Da Wikipedia, l'enciclopedia libera.
Vai alla navigazione Vai alla ricerca
Sentenza 20 novembre 2002, n. 466
Logo della Corte Costituzionale
TribunaleCorte Costituzionale della Repubblica Italiana
Data20 novembre 2002
GiudiciCesare Ruperto (Presidente) · Riccardo Chieppa (Redattore) · Gustavo Zagrebelsky · Valerio Onida · Carlo Mezzanotte · Fernanda Contri  · Guido Neppi Modona · Annibale Marini · Piero Alberto Capotosti · Franco Bile · Giovanni Maria Flick · Ugo De Siervo · Francesco Amirante · Romano Vaccarella · Alfio Finocchiaro
Opinione del caso
L'articolo 3, comma 7, della legge 31 luglio 1997, n. 249 è incostituzionale nella parte in cui non prevede la fissazione di un termine finale certo, e non prorogabile, che comunque non oltrepassi il 31 dicembre 2003, entro il quale i programmi, irradiati dalle emittenti eccedenti i limiti di cui al comma 6 dello stesso art. 3, devono essere trasmessi esclusivamente via satellite o via cavo.
Leggi applicate
Articoli 3, 21, 41 e 136 della Costituzione Italiana

La sentenza della Corte Costituzionale della Repubblica Italiana del 20 novembre 2002, n. 466 fu un pronunciamento in tema di garanzia del pluralismo televisivo in Italia.[1] In particolare con essa venne chiamata a esprimersi sulla questione di legittimità di alcuni articoli della legge Maccanico, in merito a presunte questioni di incostituzionalità.[2]
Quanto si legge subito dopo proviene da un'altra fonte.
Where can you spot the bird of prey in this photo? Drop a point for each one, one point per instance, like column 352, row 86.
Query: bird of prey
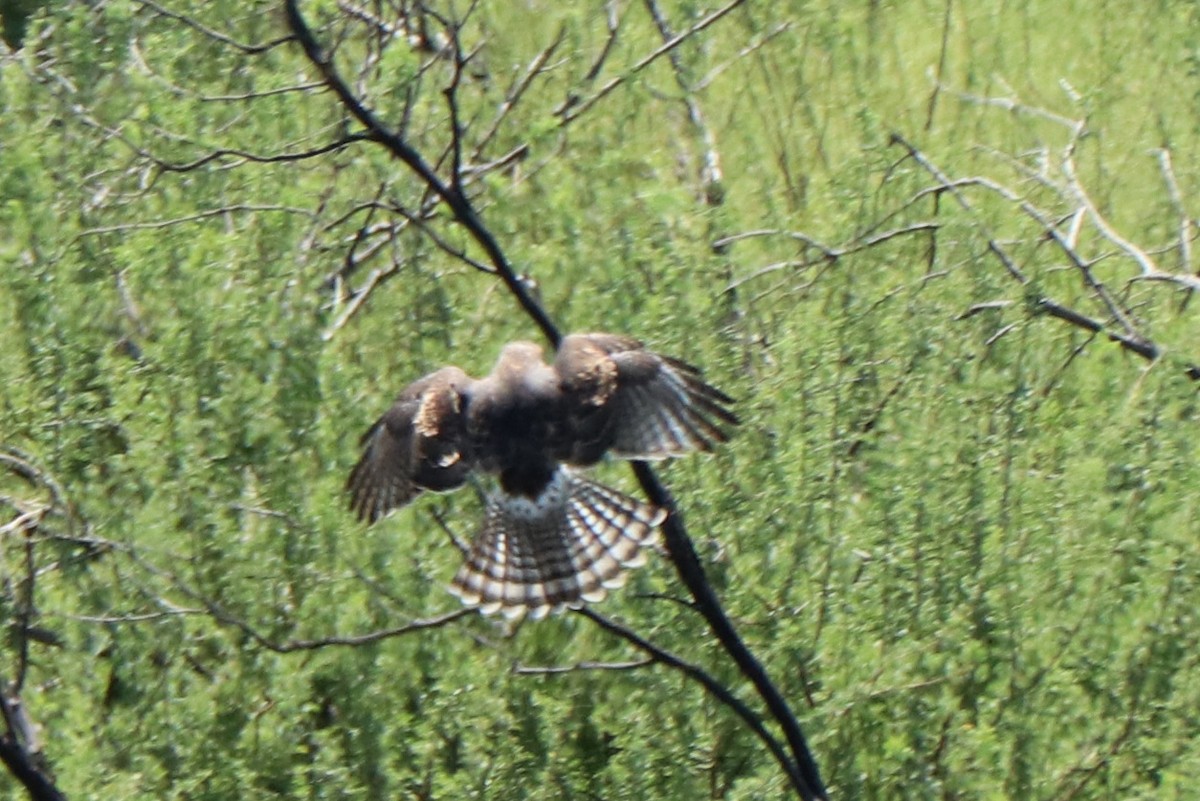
column 551, row 537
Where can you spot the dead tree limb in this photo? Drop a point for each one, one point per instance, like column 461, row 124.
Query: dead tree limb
column 799, row 765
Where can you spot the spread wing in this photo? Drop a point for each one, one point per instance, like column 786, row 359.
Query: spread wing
column 419, row 444
column 637, row 404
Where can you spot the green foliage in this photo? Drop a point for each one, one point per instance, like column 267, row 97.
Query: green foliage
column 963, row 543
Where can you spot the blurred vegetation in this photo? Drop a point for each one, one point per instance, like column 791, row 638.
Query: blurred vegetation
column 960, row 533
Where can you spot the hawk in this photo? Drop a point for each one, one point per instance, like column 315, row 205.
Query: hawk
column 551, row 537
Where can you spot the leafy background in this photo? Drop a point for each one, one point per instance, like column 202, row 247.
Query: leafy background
column 961, row 537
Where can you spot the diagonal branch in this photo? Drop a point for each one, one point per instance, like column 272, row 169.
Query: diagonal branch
column 805, row 778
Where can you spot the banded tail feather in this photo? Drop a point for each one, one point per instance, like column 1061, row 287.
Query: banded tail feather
column 567, row 547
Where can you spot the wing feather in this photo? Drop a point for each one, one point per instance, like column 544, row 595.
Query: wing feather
column 419, row 444
column 621, row 398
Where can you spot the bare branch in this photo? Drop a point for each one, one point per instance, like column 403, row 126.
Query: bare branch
column 579, row 667
column 571, row 110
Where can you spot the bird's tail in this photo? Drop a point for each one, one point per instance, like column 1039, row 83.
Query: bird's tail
column 564, row 548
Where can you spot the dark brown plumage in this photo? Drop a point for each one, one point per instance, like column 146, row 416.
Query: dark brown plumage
column 550, row 537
Il quadro normativo generale[modifica | modifica wikitesto]

Dalla metà degli anni 1970, quando, a causa della mancanza di norme specifiche, la prima rete privata della holding Fininvest, Telemilano 58, aveva iniziato a trasmettere su tutto il territorio nazionale in simultanea, sebbene non fosse permesso a reti private. Astutamente la restrizione venne aggirata trasmettendo con orari sfasati di pochi minuti, il che creava un precedente storico significativo: per la prima volta (almeno nei fatti) una rete televisiva privata trasmetteva su tutto il territorio nazionale in simultanea (nonostante la legge sancisse un monopolio pubblico).

Negli anni 1980 intervennero alcuni pretori di città capoluogo (Torino, Roma e Pescara) che ingiunsero alla Fininvest di interrompere l'interconnessione tra i suoi ripetitori. La Fininvest reagì oscurando di propria iniziativa i ripetitori in Piemonte, Lazio e Abruzzo, e creando un caso mediatico. Il governo Craxi I con i "decreti Berlusconi" autorizzò in via temporanea le reti nazionali private a trasmettere. Il sistema necessitava sempre più di una normativa, ma il Parlamento non si mosse e la vacatio legis continuò.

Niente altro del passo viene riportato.